The fact of the matter is that Maithripala Sirisena has been reduced to a mere figurehead in the party of which he is supposed to be chairman; and the reins of party power have shifted swiftly and smoothly to Rajapaksa’s grasping hands. The danger must now loom more menacingly than ever before whether, in the days to come in the event of a UPFA victory, an isolated Maithripala Sirisena will be rendered impotent and reduced to a figurehead president for all practical purposes.

And the question must arise whether then Maithripala’s promised aim, as he said in his speech, “to completely abolish or cut down the executive powers of the presidency”, to make the holder of the office nothing more than a neutered mascot to be brought out and put on display at ceremonious functions, through long drawn constitutional means, would have been achieved ironically without the two third hassle to amend the constitution further through the Rajapaksa quick fire method?

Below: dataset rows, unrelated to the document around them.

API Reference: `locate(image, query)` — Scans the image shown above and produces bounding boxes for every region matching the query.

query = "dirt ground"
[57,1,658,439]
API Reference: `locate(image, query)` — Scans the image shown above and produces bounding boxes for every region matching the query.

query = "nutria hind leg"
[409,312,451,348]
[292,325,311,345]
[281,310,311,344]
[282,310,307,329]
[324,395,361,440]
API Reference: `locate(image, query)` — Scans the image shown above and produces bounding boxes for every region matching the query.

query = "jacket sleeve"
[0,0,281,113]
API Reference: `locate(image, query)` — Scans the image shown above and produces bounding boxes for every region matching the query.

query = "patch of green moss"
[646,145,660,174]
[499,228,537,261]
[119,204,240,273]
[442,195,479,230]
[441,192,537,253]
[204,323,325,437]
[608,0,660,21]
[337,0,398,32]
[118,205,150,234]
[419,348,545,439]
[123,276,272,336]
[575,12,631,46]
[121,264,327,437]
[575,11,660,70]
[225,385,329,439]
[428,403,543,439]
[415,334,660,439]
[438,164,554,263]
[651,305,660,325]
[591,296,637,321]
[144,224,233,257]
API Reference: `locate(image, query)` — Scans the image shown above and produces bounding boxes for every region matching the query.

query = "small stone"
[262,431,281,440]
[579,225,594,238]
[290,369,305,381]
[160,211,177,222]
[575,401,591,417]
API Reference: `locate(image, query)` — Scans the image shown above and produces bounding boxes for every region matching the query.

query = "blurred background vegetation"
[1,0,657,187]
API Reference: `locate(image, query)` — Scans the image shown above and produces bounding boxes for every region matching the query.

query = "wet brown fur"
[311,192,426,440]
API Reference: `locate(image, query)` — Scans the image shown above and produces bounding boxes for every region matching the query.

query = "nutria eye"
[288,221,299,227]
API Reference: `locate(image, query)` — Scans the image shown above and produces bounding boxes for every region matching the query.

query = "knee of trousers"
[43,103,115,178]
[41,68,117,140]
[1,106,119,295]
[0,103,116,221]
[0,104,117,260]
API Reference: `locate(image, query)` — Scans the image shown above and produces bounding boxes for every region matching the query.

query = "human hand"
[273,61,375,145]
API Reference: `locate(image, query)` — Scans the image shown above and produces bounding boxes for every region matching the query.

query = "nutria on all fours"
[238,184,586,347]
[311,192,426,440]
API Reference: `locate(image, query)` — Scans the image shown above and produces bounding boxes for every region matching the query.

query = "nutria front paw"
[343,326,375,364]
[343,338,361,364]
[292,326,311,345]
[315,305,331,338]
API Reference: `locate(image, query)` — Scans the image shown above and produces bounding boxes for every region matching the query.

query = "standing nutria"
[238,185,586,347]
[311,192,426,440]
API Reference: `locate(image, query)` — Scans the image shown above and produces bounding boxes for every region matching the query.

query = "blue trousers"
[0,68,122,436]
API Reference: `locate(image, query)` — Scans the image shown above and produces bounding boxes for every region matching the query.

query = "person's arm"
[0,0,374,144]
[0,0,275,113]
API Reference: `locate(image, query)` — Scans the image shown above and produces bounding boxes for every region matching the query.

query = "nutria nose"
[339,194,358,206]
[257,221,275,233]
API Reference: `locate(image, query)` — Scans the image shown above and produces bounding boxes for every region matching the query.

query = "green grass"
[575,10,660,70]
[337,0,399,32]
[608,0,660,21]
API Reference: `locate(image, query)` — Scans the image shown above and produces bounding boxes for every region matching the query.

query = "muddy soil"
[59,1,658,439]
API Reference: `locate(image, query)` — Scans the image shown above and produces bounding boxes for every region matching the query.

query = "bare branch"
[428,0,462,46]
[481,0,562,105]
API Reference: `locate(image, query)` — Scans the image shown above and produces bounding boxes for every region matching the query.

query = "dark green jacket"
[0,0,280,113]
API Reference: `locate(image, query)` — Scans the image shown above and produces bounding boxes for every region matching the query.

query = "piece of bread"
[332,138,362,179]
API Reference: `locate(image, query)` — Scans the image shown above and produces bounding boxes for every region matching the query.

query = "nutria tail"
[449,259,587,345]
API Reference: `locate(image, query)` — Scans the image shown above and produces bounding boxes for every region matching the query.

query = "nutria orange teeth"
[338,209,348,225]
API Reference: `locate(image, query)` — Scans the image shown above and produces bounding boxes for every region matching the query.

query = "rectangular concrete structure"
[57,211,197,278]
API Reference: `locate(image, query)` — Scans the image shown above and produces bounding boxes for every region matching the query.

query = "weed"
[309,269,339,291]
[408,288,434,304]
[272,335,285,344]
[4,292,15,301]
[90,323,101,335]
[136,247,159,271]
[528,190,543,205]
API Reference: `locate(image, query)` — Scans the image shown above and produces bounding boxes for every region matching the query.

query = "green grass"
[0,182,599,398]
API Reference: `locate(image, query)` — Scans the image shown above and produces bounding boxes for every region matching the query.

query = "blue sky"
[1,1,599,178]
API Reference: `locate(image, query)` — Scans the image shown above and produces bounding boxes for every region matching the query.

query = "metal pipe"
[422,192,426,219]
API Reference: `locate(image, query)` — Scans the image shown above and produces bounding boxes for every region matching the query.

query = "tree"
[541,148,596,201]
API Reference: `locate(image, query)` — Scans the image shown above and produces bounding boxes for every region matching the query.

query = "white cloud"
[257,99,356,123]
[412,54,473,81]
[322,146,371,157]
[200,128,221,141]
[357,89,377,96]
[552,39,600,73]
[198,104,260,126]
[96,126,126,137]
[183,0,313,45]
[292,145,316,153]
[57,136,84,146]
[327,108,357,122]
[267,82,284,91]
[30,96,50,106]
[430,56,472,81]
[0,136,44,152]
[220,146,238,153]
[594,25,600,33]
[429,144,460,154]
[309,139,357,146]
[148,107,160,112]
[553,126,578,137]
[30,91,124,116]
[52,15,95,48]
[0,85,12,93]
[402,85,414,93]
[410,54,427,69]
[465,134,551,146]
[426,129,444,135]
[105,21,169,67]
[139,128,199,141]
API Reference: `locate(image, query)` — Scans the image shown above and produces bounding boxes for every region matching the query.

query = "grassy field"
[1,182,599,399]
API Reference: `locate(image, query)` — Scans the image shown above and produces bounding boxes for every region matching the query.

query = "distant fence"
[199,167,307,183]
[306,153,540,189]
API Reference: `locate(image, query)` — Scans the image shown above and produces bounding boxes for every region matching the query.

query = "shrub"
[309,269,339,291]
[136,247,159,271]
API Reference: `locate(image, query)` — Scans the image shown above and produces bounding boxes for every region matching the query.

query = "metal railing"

The President has stated that he was against Mahinda Rajapaksa before January 8 and still is against Mahinda Rajapaksa and that he has not endorsed his nomination. ‘I asked the party leaders to take a majority decision without splitting the party. I must state very clearly that in the upcoming election I have no association with Mahinda Rajapaksa’ he said in his speech. Obviously he thinks Mahinda is no good to come forward even as a candidate. But that has not stopped him from standing idly by and let events pass him by, events he believes his enormous and varied powers as executive president are unable to influence. So be it then.

Maithripala’s neutrality in the hustings has resulted in the baton being thrown back to the people once again to light freedom’s flame and turn January’s spring into an August summer where hopes’ flowers may finally blossom in sunshine’s sweet lea or perish prematurely in winter’s barren cold sans a chance to bloom.